The depressing stories that have been doing rounds on social media were preceded by a damning report by The Daily Nation on an impending surge of the already high electricity costs from next year.
This was reported to be so because the government has to raise revenue to pay the latest set of independent power producers to join the national grid.
This caused an outcry, with most comments dragging in Ndindi Nyoro, with the insinuation that there might be more to this than meets the eye, and might not be coincidental that he happens to be the biggest shareholder of Kenya Power shares.
An October 3 letter from the Energy and Petroleum Regulatory Authority (Epra) directing Kenya Power to submit a tariff application all but confirmed the price surge.
The letter from Director-General Daniel Kiptoo read: “You are directed to submit a retail tariff application by October 31, 2022 to consider revenue requirements of the commissioned power plants, expected plants to be commissioned within the tariff control period, Ketraco’s system wheeling arrangements, Kenya Power operations maintenance costs and the cost of operating and maintaining the Rural Electrification Scheme.”
From correspondence, the biggest pressure on tariff is attributable to operations of the recently commissioned Independent Power Producers (IPPs) that include Selenkei and Cedate power stations, Malindi Solar, Kipeto Solar, Olkaria V and Kianthumbi Power.
In response to the letter, Kenya Power has presented the regulator with a tariff review application. The non-fuel component of the tariff will go up from Sh16.95 per unit by 12.3 per cent in 2022/23, 11.3 per cent in 2023/2024, 7.15 per cent in 2024/25 and 5.86 in 2025/26.
The single largest component of the proposed tariff will be invoices for capacity charges to the new IPPs.
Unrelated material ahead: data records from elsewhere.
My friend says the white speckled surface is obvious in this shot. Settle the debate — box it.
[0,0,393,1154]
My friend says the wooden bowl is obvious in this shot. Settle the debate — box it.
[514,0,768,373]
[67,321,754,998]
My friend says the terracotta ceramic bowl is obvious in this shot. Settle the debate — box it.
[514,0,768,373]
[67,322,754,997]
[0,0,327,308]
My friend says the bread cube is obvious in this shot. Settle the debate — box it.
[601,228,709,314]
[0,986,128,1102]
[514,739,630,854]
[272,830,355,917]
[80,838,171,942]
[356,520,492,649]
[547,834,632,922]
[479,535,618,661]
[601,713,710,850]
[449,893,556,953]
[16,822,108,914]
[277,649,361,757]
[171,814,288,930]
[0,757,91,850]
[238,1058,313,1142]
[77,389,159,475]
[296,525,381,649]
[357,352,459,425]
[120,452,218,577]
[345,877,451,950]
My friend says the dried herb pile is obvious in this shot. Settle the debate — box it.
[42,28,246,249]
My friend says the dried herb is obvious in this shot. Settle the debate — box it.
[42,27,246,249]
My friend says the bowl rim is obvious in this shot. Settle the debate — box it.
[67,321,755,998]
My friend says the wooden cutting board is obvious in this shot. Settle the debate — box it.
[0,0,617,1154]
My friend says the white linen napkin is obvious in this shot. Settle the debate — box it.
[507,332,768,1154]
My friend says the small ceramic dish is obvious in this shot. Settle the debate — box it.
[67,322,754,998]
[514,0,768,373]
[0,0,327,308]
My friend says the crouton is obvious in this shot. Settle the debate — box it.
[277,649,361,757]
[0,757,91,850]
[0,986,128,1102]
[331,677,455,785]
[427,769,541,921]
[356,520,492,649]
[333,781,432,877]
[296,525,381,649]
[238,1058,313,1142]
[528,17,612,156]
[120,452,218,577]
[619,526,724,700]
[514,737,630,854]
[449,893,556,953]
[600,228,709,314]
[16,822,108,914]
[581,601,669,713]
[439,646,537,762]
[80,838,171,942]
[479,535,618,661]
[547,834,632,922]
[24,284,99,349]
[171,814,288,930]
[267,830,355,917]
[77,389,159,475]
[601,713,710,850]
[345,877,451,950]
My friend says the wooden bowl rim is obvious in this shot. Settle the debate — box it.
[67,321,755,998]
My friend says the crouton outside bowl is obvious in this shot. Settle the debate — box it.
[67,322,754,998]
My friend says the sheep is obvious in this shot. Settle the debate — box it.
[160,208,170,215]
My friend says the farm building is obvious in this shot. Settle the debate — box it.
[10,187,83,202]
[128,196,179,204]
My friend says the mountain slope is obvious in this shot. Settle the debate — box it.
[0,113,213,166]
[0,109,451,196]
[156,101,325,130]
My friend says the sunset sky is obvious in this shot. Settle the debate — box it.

The last time Kenya Power made an electricity tariffs application was 2018.
The current rate that reduced the 2018 tariff level by 15 per cent was approved by Epra on January 7, in line with the recommendations of the Presidential Task Force on Review of IPP Power Purchase Agreements that was chaired by investment banker- John Ngumi. The lower tariff is to lapse by December.
Under the IPP model followed by Kenya, every merchant power plant that comes on board brings its revenue requirements.
This means Kenya Power must apply for a tariff increase whenever a new plant comes into operation. Since the government has signed many IPP agreements within a very short period, the system has witnessed an unsustainable build-up in payments for unused electricity.